The AWS MCP (Model Context Protocol) Server has officially moved from preview to general availability, marking a significant milestone for developers building AI agents and coding assistants on Amazon Web Services. This managed remote server provides a streamlined, secure bridge for AI agents to interact with AWS services using authenticated access—without exposing full administrative privileges. As part of the Agent Toolkit for AWS, the MCP Server joins a suite of skills and plugins designed to help AI agents build more effectively on AWS.

AWS MCP Server Reaches General Availability: Secure, Up-to-Date AWS Access for AI Agents
Source: aws.amazon.com

The Challenge: AI Agents and AWS Complexity

AI coding agents have proven valuable for automating repetitive tasks, but they face real obstacles when working with AWS at scale. Without direct access to current AWS documentation, agents often rely on outdated training data—potentially missing new services like Amazon S3 Vectors, Aurora DSQL, or Bedrock AgentCore. Moreover, when asked to provision infrastructure, agents typically default to the AWS CLI rather than using infrastructure-as-code tools like AWS CDK or CloudFormation. They also tend to generate overly permissive IAM policies that work in demos but fail production security audits. The result is infrastructure that is brittle and not ready for real-world use.

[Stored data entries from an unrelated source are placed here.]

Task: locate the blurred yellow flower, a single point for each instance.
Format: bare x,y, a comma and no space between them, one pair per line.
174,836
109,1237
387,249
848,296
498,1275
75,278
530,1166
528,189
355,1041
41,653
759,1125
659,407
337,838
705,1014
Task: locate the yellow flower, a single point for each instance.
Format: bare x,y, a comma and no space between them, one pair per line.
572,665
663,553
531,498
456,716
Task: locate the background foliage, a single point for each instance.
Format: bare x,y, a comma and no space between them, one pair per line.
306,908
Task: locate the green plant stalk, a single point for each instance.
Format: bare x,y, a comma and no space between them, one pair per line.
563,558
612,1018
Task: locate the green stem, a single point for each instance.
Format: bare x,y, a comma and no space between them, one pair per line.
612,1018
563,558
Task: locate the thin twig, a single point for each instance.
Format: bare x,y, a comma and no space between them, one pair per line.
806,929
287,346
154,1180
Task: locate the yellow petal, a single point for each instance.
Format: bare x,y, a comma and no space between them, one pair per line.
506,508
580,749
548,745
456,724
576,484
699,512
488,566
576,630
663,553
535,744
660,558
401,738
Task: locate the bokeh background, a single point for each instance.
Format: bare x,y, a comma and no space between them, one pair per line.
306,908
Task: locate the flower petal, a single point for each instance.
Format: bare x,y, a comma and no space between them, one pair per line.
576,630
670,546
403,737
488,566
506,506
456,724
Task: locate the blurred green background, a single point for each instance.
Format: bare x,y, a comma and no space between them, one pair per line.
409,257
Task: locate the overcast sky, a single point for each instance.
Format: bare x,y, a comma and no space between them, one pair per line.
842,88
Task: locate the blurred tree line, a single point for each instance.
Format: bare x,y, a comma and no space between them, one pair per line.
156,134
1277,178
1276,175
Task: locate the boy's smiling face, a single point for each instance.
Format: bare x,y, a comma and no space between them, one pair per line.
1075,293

How the AWS MCP Server Addresses These Issues

The AWS MCP Server provides a compact, fixed set of tools that do not consume the AI model’s context window—a critical limitation in many agents. Key tools include:

  • call_aws: Executes any of over 15,000 AWS API operations using the user’s existing IAM credentials. New APIs are supported within days of launch.
  • search_documentation and read_documentation: Retrieve the latest AWS documentation and best practices in real time, ensuring the agent always works from current information rather than stale training data.

By integrating these tools, the MCP Server lets agents use proper AWS SDKs, adopt secure IAM practices, and reference up-to-date guidance—tackling the core problems head-on.

New Capabilities in General Availability

With the general availability release, several enhancements improve security, performance, and ease of use:

  • IAM context keys: Previously required a separate permission to use the server; now you can express fine-grained access control directly in standard IAM policies. This simplifies setup and aligns with existing security practices.
  • No authentication for documentation retrieval: Agents can fetch AWS documentation without needing additional credentials, reducing friction for read-only queries.
  • Reduced token consumption: The server now uses fewer tokens per interaction, which is especially beneficial for complex, multi-step workflows where context limits are a bottleneck.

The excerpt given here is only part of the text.